Dvc: Using dvc only for dataset management (e.g. no dvc run pipeline).

Created on 30 Oct 2019 · 53Comments · Source: iterative/dvc

I am dealing with a large hierarchical data set. One where artifacts are pulled from various directories to generate contiguous data sets that are then fed to ML processes downstream. I don't want to use dvc to reproduce the pipeline, at least not yet. My needs are rather to be able to version the overall image dataset hierarchy, for the purpose of manual inspection of the whole hierarchy and moving images into groups or removing them altogether when necessary.

This enables folks with less ML expertise control the data set they want to build by grouping the content together that they want to pick up when generating the data set. The data set is not a list of images, rather it is a list of lower dimensional feature vectors extracted from those images.

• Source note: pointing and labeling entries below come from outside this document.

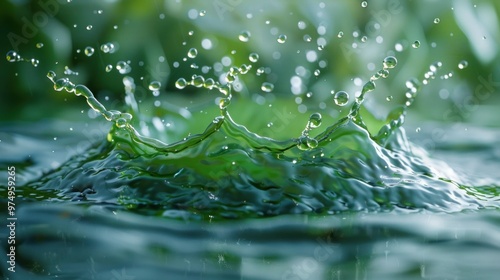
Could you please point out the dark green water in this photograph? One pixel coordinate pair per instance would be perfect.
(347, 196)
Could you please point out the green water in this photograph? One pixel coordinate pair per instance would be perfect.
(152, 190)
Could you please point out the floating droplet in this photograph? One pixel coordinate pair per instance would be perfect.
(192, 53)
(253, 57)
(244, 69)
(123, 67)
(198, 81)
(181, 83)
(315, 120)
(282, 38)
(12, 56)
(89, 51)
(369, 86)
(244, 36)
(390, 62)
(108, 48)
(463, 64)
(267, 87)
(154, 86)
(341, 98)
(209, 83)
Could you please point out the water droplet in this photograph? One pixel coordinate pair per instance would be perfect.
(315, 120)
(267, 87)
(311, 143)
(282, 38)
(244, 36)
(192, 53)
(108, 48)
(224, 102)
(302, 25)
(12, 56)
(390, 62)
(154, 86)
(244, 68)
(181, 83)
(463, 64)
(51, 75)
(89, 51)
(253, 57)
(198, 81)
(230, 77)
(341, 98)
(209, 83)
(369, 86)
(123, 67)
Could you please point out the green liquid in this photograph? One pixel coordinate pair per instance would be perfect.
(229, 172)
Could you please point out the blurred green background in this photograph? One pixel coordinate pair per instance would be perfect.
(155, 36)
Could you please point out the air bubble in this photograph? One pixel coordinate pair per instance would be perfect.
(463, 64)
(89, 51)
(192, 53)
(390, 62)
(282, 38)
(123, 67)
(198, 81)
(315, 120)
(154, 86)
(341, 98)
(181, 83)
(267, 87)
(209, 83)
(12, 56)
(369, 86)
(108, 48)
(253, 57)
(244, 36)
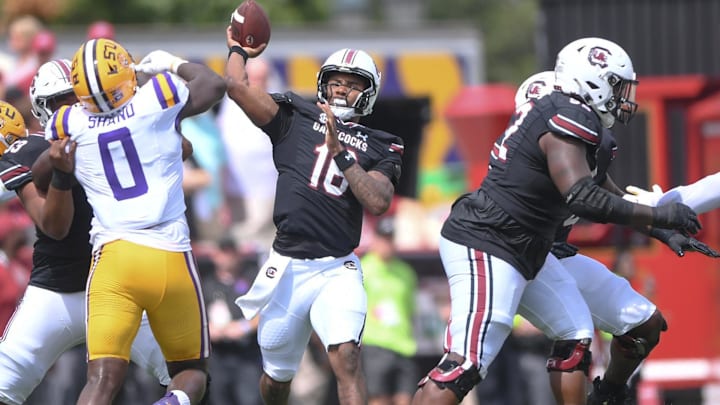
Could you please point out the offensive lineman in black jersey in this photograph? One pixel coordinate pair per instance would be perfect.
(616, 308)
(51, 316)
(329, 169)
(497, 239)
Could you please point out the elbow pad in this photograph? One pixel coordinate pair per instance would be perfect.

I'm finding dvc taking a potentially unreasonable amount of time to just add and commit. Perhaps I don't understand what I'm doing or haven't set my expectations correctly.

I wanted to keep these operations small in order to ensure things were working well. I have done the following. I have approximately 300K in total in this set right now.

store 60K images on local file system, under the data/ directory.
dvc add data/
dvc push -r remote. I forgot to commit here since things took so long and I wanted to see if pushing worked.
store 120K additional images to another sub directory under the data/ directory.
dvc add data/ -> goes through all of the files in data/ regardless. I ran -v here and showed the previous files.
dvc push -r remote.
dvc commit. Here dvc is taking the greater amount of 99% of system memory (13 GB) and appears to be causing disk thrashing. It's been running nearly for a day so far.

I am just looking for some guidance in managing a dataset of this nature using dvc in a way that will not eat up so much time, disk, compute, etc. If I'm doing something suboptimal, then I want to shine some light on that.

performance question research

Source

JoeyCarson

👍2

Most helpful comment

@Suor @efiop :

Full dumps to analyze:

Windows, Hardlinks, 0.66.8, conda, Defender Off
Mac, Hardlinks, 0.66.9dev, pip

Windows is 5x slower
thread acquire lock takes substantial portion of time in both cases
all file operations are freaking faster on Mac, like 5x faster at least

shcheklein on 6 Nov 2019

👍2

All 53 comments

Here dvc is taking the greater amount of 99% of system memory (13 GB) and appears to be causing disk thrashing. It's been running nearly for a day so far.

sounds like a bug to me.

you actually don't even need to run it if you didn't use dvc add --no-commit or something similar.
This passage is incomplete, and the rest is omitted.